On Tuesday, District of Columbia Attorney General Karl Racine filed a lawsuit against DoorDash, claiming that the San Francisco-based meal delivery company led consumers to believe that their tips were going to delivery people when the company was instead pocketing the money for its own benefit. Racine said the suit follows an investigation his office launched in March into DoorDash tipping policies that were in place from July 2017 until September 2019.

“DoorDash misled consumers, who reasonably believed that their tips would go to workers, not the company’s bottom line,” Racine said in announcing the suit. “We are filing suit to put a stop to this deceptive practice and secure monetary relief for those harmed by DoorDash’s actions.”

Racine said DoorDash engaged in “a deceptive payment model” in which the company used tips that consumers thought were going directly to delivery people to cover the company’s own payments to workers. Under this practice, Racine said, the more a customer tipped on an order, the less DoorDash actually paid its delivery staff, whom the company calls “Dashers.”

The suit was filed in the Superior Court of the District of Columbia.
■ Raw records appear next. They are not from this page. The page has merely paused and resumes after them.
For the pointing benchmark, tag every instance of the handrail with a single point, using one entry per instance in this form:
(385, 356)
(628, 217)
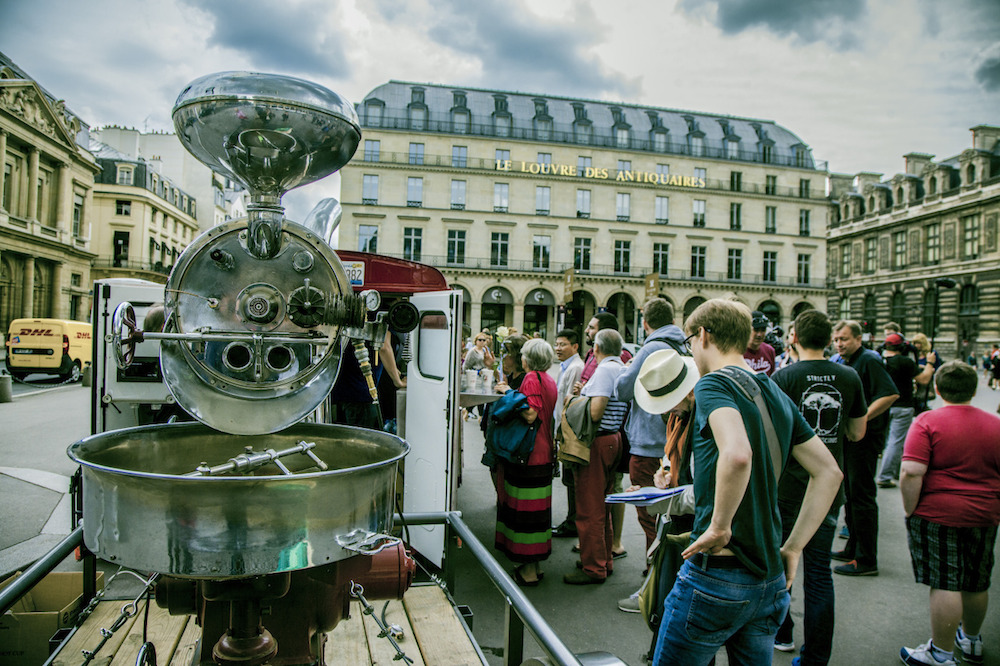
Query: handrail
(516, 601)
(521, 612)
(37, 571)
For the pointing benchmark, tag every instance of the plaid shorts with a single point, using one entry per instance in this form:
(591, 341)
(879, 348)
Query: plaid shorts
(959, 559)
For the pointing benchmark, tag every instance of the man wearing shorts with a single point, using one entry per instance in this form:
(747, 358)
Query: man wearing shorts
(950, 482)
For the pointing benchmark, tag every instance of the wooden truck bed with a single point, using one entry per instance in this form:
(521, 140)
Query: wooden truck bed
(433, 635)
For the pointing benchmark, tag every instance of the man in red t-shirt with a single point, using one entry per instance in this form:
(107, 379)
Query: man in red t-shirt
(950, 482)
(759, 354)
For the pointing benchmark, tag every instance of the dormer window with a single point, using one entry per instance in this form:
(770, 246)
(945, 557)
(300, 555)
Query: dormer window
(373, 112)
(126, 173)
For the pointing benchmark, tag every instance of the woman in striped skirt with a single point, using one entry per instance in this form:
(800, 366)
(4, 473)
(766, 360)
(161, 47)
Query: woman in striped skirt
(524, 492)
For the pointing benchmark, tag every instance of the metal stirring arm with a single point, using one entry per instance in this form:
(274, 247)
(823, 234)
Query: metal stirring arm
(251, 460)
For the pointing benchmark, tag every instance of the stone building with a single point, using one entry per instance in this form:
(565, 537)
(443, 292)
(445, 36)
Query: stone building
(545, 209)
(921, 247)
(45, 203)
(142, 220)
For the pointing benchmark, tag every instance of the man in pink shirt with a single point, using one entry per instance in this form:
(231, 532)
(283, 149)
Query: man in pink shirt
(950, 483)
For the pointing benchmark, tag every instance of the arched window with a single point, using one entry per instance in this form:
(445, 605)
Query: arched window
(929, 313)
(968, 300)
(897, 311)
(869, 314)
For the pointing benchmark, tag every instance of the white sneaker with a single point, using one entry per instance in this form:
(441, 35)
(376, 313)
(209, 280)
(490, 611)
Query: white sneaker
(923, 654)
(971, 649)
(630, 604)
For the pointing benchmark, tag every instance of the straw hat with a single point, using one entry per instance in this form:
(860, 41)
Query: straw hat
(665, 379)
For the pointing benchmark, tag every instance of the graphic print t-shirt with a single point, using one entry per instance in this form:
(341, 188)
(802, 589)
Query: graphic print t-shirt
(827, 395)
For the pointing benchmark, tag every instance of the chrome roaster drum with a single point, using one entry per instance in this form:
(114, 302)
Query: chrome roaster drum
(146, 510)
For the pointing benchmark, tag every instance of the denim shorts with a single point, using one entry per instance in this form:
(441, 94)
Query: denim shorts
(709, 608)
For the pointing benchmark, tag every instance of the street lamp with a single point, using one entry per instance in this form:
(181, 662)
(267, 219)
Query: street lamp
(947, 283)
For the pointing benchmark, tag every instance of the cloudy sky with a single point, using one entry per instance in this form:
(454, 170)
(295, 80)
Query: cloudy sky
(861, 81)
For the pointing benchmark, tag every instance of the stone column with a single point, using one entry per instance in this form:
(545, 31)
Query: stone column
(33, 185)
(28, 287)
(3, 164)
(64, 204)
(476, 316)
(59, 308)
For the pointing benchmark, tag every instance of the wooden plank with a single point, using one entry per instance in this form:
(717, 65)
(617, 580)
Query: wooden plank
(438, 630)
(381, 649)
(88, 636)
(187, 646)
(163, 630)
(347, 644)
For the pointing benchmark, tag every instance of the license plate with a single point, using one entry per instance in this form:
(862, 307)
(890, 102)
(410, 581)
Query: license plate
(355, 273)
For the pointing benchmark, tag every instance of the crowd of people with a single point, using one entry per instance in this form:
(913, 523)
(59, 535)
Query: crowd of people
(767, 446)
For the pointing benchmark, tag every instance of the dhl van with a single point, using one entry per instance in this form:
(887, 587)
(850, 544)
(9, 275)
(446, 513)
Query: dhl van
(50, 346)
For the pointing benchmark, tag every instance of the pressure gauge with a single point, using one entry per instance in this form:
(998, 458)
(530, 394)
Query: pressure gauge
(372, 299)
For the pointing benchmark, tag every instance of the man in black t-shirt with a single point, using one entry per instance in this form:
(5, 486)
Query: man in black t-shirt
(830, 397)
(860, 460)
(903, 370)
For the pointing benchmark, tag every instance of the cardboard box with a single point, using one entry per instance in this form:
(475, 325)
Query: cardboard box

The claims in the suit echo those made in a New York Times report published in July, in which a reporter for the newspaper spent time working for delivery apps including DoorDash, Uber Eats and Postmates, and documented his experiences with those companies. That report found that DoorDash was offering its drivers a set amount for a given order, but then subsidized that payment with tips customers paid through DoorDash’s app — so instead of giving a delivery person that tip as a bonus, as is common practice with gratuity payments, DoorDash would include the money as part of the worker’s guaranteed delivery payment fee.

In a statement Tuesday, a DoorDash spokesperson said “we strongly disagree with and are disappointed by the action taken today,” and called Racine’s charges “without merit and we look forward to responding to them through the legal process.”

“We publicly disclosed how our previous pay model worked in communications specifically created for Dashers, consumers, and the general public starting in 2017,” the spokesperson added. “We’ve also worked with an independent third party to verify that we have always paid 100% of tips to Dashers.”